The recent weakness in the oil price seems “dramatic,” according to Jack Allardyce, an oil and gas research analyst at Cantor Fitzgerald Europe.
“It is difficult to say whether $60 is the new, as there doesn’t seem to be a ‘normal’ at the moment. The recent weakness seems dramatic given the lack of actual catalysts,” Allardyce said in a statement sent to Rigzone.
“It seems to have been driven by a wider impending sense of doom amidst weak equities, geopolitics, subsequent softening demand and increasing supply,” he added.
The Cantor Fitzgerald Europe representative stated that “a lot” depends on both the result of US-Sino talks at the G20 this week and OPEC and it’s allies’ meeting on December 6.
“It looks as though the market has already decided that the mooted 1.4 million barrels of oil per day cut to output isn’t enough to offset the decline in demand growth projections, so if that is the number then the current level could remain into the new year, or we might see some more weakness,” Allardyce stated.
“If they opt to make deeper cuts, which seems unlikely given how much the United States is leaning on the Saudi’s and Russia’s apparent lack of enthusiasm, then some sort of recovery is likely.
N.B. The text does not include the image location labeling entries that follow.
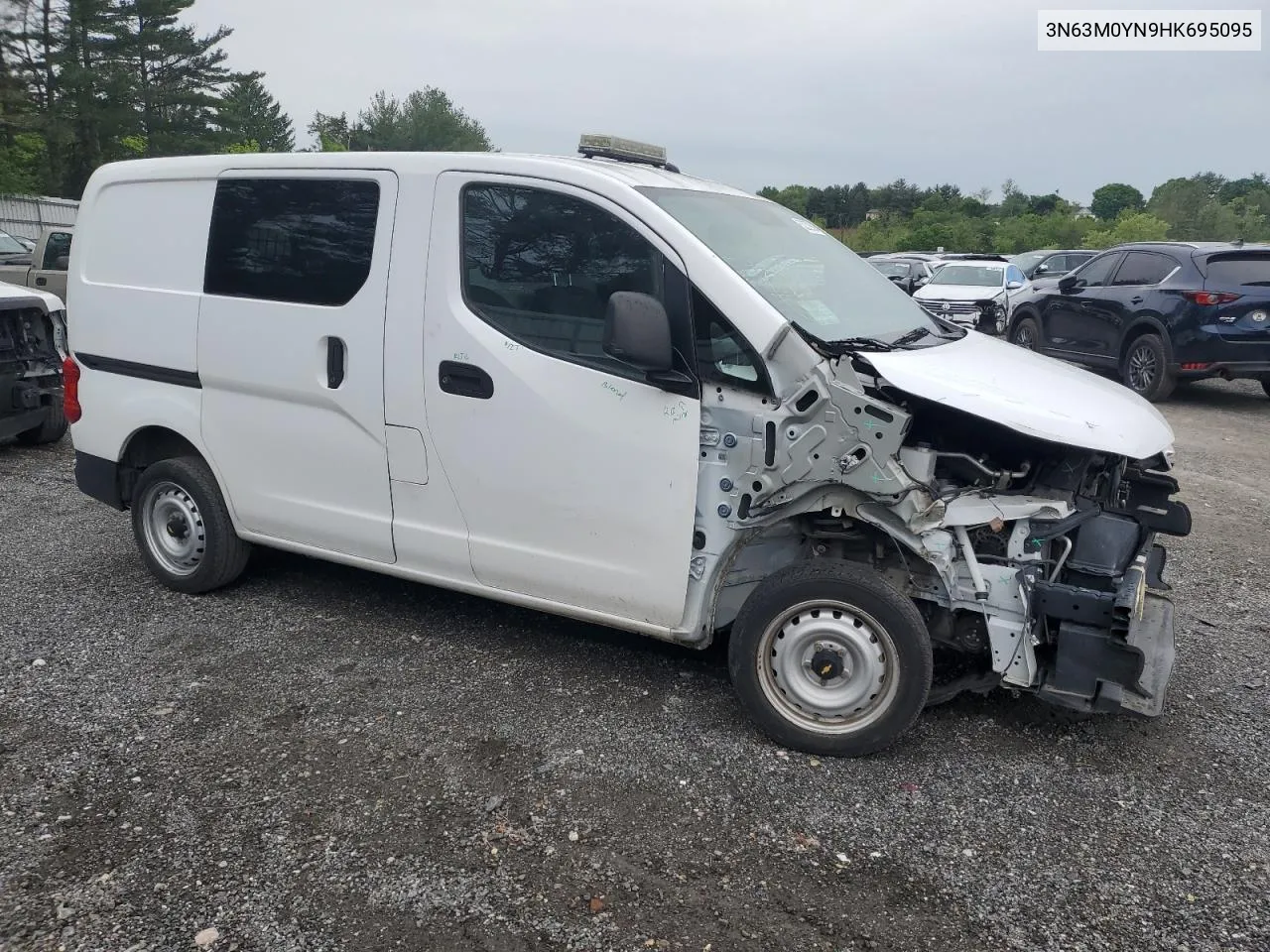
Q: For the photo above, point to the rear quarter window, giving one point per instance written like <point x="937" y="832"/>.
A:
<point x="1239" y="270"/>
<point x="305" y="241"/>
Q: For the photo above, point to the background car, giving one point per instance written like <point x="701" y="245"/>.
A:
<point x="1157" y="312"/>
<point x="1051" y="263"/>
<point x="908" y="273"/>
<point x="973" y="293"/>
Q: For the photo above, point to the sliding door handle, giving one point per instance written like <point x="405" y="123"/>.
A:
<point x="335" y="352"/>
<point x="465" y="380"/>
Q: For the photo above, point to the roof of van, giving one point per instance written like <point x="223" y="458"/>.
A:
<point x="627" y="173"/>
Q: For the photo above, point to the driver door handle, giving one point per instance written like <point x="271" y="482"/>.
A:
<point x="465" y="380"/>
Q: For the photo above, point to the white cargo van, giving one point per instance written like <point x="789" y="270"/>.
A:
<point x="602" y="389"/>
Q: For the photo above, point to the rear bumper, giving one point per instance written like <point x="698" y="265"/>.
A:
<point x="99" y="479"/>
<point x="1227" y="370"/>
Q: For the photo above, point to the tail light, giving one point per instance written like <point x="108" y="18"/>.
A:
<point x="1210" y="298"/>
<point x="70" y="390"/>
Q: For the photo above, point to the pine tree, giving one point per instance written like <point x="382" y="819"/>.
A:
<point x="249" y="113"/>
<point x="177" y="75"/>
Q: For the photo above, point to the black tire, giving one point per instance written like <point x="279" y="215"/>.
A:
<point x="204" y="552"/>
<point x="51" y="430"/>
<point x="830" y="610"/>
<point x="1144" y="368"/>
<point x="1026" y="334"/>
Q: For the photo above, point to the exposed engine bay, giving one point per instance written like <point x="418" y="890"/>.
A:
<point x="1034" y="563"/>
<point x="31" y="365"/>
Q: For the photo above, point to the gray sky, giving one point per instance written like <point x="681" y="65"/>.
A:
<point x="779" y="91"/>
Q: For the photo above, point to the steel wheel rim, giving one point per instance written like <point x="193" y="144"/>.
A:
<point x="173" y="529"/>
<point x="813" y="631"/>
<point x="1142" y="367"/>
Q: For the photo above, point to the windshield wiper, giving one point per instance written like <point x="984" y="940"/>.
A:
<point x="861" y="344"/>
<point x="912" y="336"/>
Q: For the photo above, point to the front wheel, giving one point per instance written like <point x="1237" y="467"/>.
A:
<point x="1146" y="368"/>
<point x="183" y="527"/>
<point x="51" y="430"/>
<point x="828" y="657"/>
<point x="1026" y="334"/>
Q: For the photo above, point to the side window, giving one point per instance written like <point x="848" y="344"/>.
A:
<point x="58" y="246"/>
<point x="1143" y="268"/>
<point x="1096" y="273"/>
<point x="540" y="267"/>
<point x="722" y="354"/>
<point x="305" y="241"/>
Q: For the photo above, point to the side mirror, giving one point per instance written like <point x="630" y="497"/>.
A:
<point x="638" y="331"/>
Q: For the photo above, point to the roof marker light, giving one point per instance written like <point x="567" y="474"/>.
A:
<point x="626" y="150"/>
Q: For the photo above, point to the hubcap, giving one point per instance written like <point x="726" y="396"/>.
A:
<point x="173" y="529"/>
<point x="828" y="666"/>
<point x="1142" y="368"/>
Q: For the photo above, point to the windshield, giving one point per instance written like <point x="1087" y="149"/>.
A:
<point x="1026" y="261"/>
<point x="973" y="275"/>
<point x="9" y="245"/>
<point x="897" y="270"/>
<point x="812" y="278"/>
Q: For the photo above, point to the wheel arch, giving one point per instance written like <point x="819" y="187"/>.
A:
<point x="1141" y="326"/>
<point x="1019" y="315"/>
<point x="153" y="443"/>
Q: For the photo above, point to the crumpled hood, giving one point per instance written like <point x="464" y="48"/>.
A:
<point x="1030" y="394"/>
<point x="956" y="293"/>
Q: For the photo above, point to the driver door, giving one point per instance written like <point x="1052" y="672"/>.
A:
<point x="575" y="476"/>
<point x="1075" y="317"/>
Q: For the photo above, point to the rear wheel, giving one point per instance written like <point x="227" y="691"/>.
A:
<point x="1146" y="368"/>
<point x="828" y="657"/>
<point x="51" y="430"/>
<point x="1026" y="334"/>
<point x="183" y="527"/>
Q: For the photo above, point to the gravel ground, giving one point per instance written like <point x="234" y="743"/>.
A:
<point x="329" y="760"/>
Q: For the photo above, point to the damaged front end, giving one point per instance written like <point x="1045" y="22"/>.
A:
<point x="1037" y="563"/>
<point x="32" y="347"/>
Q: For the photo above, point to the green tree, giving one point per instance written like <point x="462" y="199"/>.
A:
<point x="22" y="163"/>
<point x="426" y="121"/>
<point x="176" y="73"/>
<point x="1130" y="226"/>
<point x="1114" y="198"/>
<point x="249" y="113"/>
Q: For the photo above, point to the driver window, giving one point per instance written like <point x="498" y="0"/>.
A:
<point x="541" y="266"/>
<point x="59" y="245"/>
<point x="722" y="354"/>
<point x="1095" y="273"/>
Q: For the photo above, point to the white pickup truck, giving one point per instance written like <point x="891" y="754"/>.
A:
<point x="42" y="270"/>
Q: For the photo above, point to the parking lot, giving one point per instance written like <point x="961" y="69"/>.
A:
<point x="326" y="760"/>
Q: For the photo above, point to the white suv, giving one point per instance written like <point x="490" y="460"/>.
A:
<point x="973" y="293"/>
<point x="602" y="389"/>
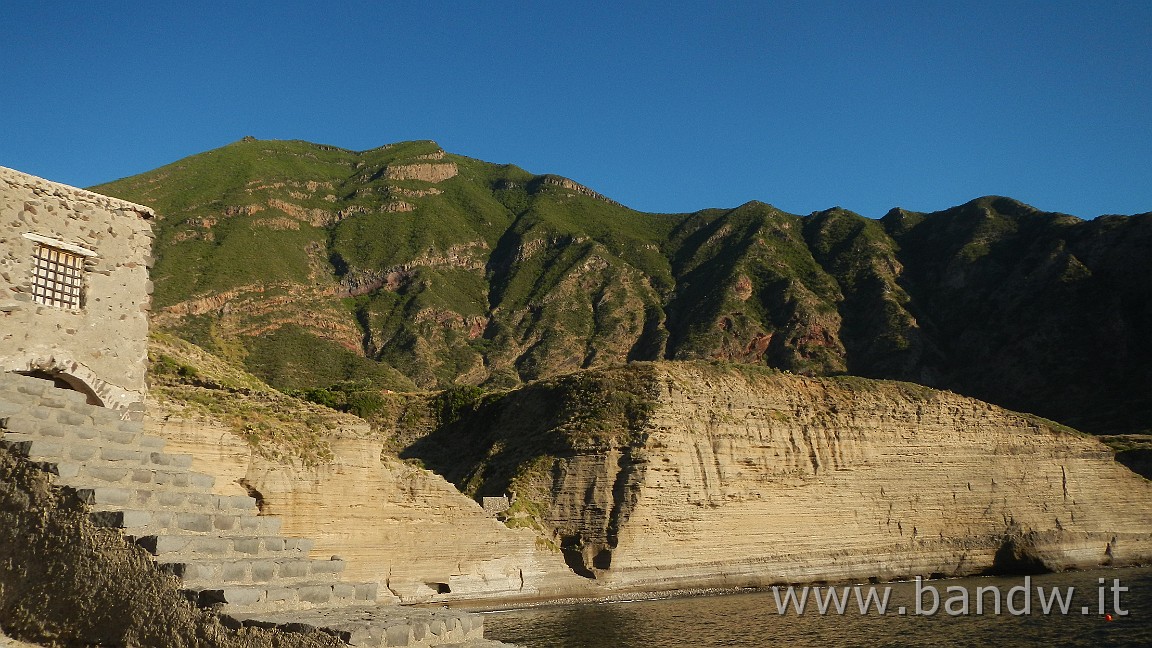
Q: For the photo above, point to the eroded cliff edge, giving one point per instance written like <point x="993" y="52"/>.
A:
<point x="666" y="475"/>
As ever, benchmarks seem to move more dramatically than they really should given underlying fundamentals,” he added.
In a statement sent to Rigzone on Friday, Michael Burns, an oil and gas partner at law firm Ashurst, said “macro politics appear hard to separate from oil price economics”.
“It will be interesting to see the effect of any bilateral political discussions between Saudi Arabia and the United States on the outcome of the multilateral OPEC discussions due to take place in December,” he added.